Конопатов судорожно сглотнул: а при чем тут он? А при том, объяснил Волин, что у доктора есть канал сбыта. Серьезные люди хотели бы замутить с Вадим Вадимычем совместный бизнес. Прибыль – пополам, как он на это смотрит?
Доктор, наконец, овладел собой, на губах его заиграла кривая ухмылка. Какой-то странный и бессмысленный разговор они ведут. Он даже не понимает, о чем речь. А потому просил бы господина… как его там… немедленно покинуть кабинет. В противном случае доктор вынужден будет вызвать охрану. И Конопатов встал, всем своим видом демонстрируя непреклонную решимость.
– Сидеть, – тихо проговорил Волин, и доктор против своей воли почему-то опустился обратно на стул. – Не понимаете, значит? И как же вы, такой непонятливый, смогли набить алмазами Капустина и отправить его за границу?
Лицо доктора стало мертвенно-белым.
– Какой еще Капустин? – пробормотал он. – Вы кто вообще такой?
– Капустин – ваш пациент, а я… – тут Волин достал и развернул удостоверение, – старший следователь, майор юстиции Орест Волин. – Чтобы сократить время ненужных препирательств, скажу только, что Капустин был взят нами с поличным на границе.
– И при чем тут я? – Конопатов снова улыбался, на этот раз – с выражением собственного превосходства. – Он что, на меня вам нажаловался?
– Нажаловаться он на вас не мог, вы использовали его втемную. Однако у нас есть основания полагать, что именно вы придумали и реализовали оригинальную схему переправки контрабандных алмазов на Запад.
Доктор только плечами пожал. Он по-прежнему не понимает, о чем речь. Он доктор, хирург, при чем тут какие-то алмазы?
Волин несколько секунд смотрел на Конопатова, не отводя глаз, потом улыбнулся. Ну да. Почтеннейший Вадим Вадимович уверен, что его не выдаст ни его врачебная бригада, ни деверь, работающий на алмазном прииске. Однако он не учел главного.
– Чего же? – с неожиданным любопытством спросил доктор.
Он не учел того, что во всех медицинских учреждениях сейчас устанавливаются видеокамеры. И операция, которую он сделал Капустину, была записана на видео. А на видео этом можно разглядеть некие нестандартные манипуляции…

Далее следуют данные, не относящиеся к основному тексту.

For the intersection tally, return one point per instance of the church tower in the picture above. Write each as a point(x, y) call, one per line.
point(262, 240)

– Ерунда, – перебил его доктор. – Чушь собачья! В операционной камеры не ставят, это нарушение закона о персональных данных.
– Возможно, – согласился Волин. – Но, выбирая между штрафами и судебными исками от родственников, руководство клиники обычно выбирает первое. И потому на всякий случай все-таки устанавливает камеры. А чтобы не было претензий, маскирует их.
Доктор скривил физиономию.
– Не верю, – процедил он. – Вы берете меня на испуг.
– Ни в коем случае, – любезно улыбнулся Волин. – Видео мы уже изъяли, вы сможете с ним ознакомиться перед тем, как нам придется вскрыть господина Капустина. Вопрос не в этом. Вопрос в том, кто из вашей банды первым пойдет на соглашение со следствием. Вы человек не такой юный. Лишние несколько лет на свободе могут оказаться для вас совсем нелишними…
Доктор Конопатов сидел, опустив голову вниз. Он, только что такой глядевший сверху вниз на все мироздание, теперь казался совершенно опустошенным. Лицо его было серым и сморщенным, словно спущенный воздушный шарик.
У Волина зазвонил мобильник. Он поднял трубку.
– Здоро́во, Орест Витальевич, – сказал телефон голосом генерала Воронцова. – Есть новая история из дневника Загорского. Приезжай, такого ты еще не слышал…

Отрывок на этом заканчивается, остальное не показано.